At just after seven on a May morning, Renaultsport’s test driver Laurent Hurgot set the Renault Mégane Trophy-R’s new Nürburgring lap record for front-drive production cars, at a shade under eight minutes.
It’s now a month later, I’ve been daft enough to position myself next to Hurgot in the passenger seat of the very same vehicle, and it feels to me like he’s having another crack at the lap time.
Momentum preservation is everything when you've only 271bhp to deploy, but are out to set a lap time that is all but the equal of a Group C sports car’s. Such a time is only made possible by the Trophy-R’s astonishing corner speeds; the deftness with which it rides kerbs is extraordinary.
And Hurgot is riding kerbs. And cutting corners. And chucking the car at bends with the sort of abandon we’d colloquially call a ‘send’ or a ‘bung’, to unsettle the rear on corner entry and make the rear of the car work, before getting back on the gas on each apex.
The Trophy-R might technically be a series production car, but with only two seats and having received a heck of a lot of chassis work, it’s far removed from your usual hot hatch. The front springs are a composite, lighter than steel, while this Mégane also gets trick adjustable-stiffness Ohlins dampers.
Apparently it even rides 'okay' on the road in its ‘Ring damper settings, says Hurgot, though he says you might want to knock them back a bit for bumpier asphalt. The dampers are optional on Renault’s new Mégane 275 Trophy five-seat hot hatch, too, at £500 a corner.
Hurgot hasn’t driven the Seat Leon Cupra (whose record he took) at all, let alone on the Nordschleife, but from watching the video of its now-broken record he suspects its electronically-controlled differential demands a different driving style to the conventional mechanical diff of the Renault.
The Seat’s driver seemed to get on the power very early, notes Hurgot, but “if you drive the Renault like that I think you get too much understeer”.

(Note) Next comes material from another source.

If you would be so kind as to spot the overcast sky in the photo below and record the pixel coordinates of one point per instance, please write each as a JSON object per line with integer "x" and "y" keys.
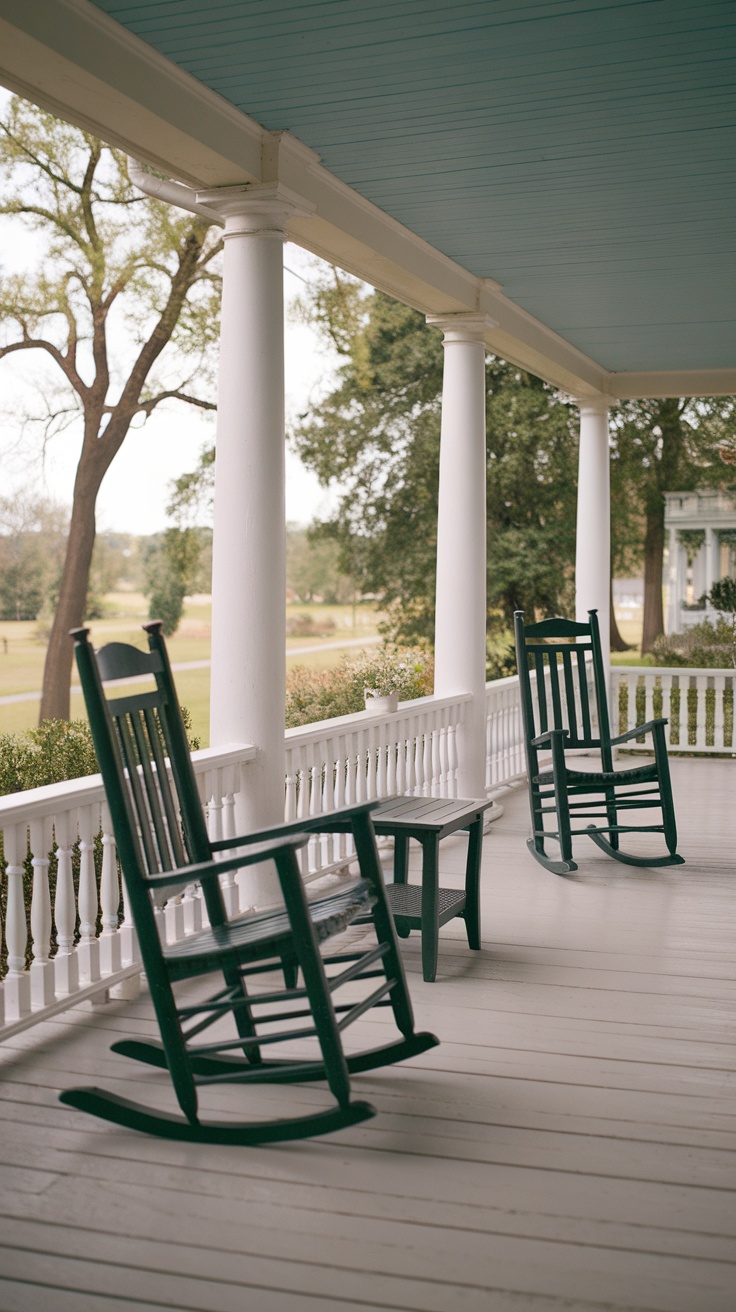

There’s not a lot of understeer in the Mégane. From the passenger seat, I can sense where power is being apportioned, which tyres are being worked hard and when. There’s precious little time when it isn’t all of them.
Hurgot has driven other competitor cars around here too, including a Ford Focus RS500. “That is a good car,” he says. “Though the weight is quite high so it is quite hard on its tyres and brakes.”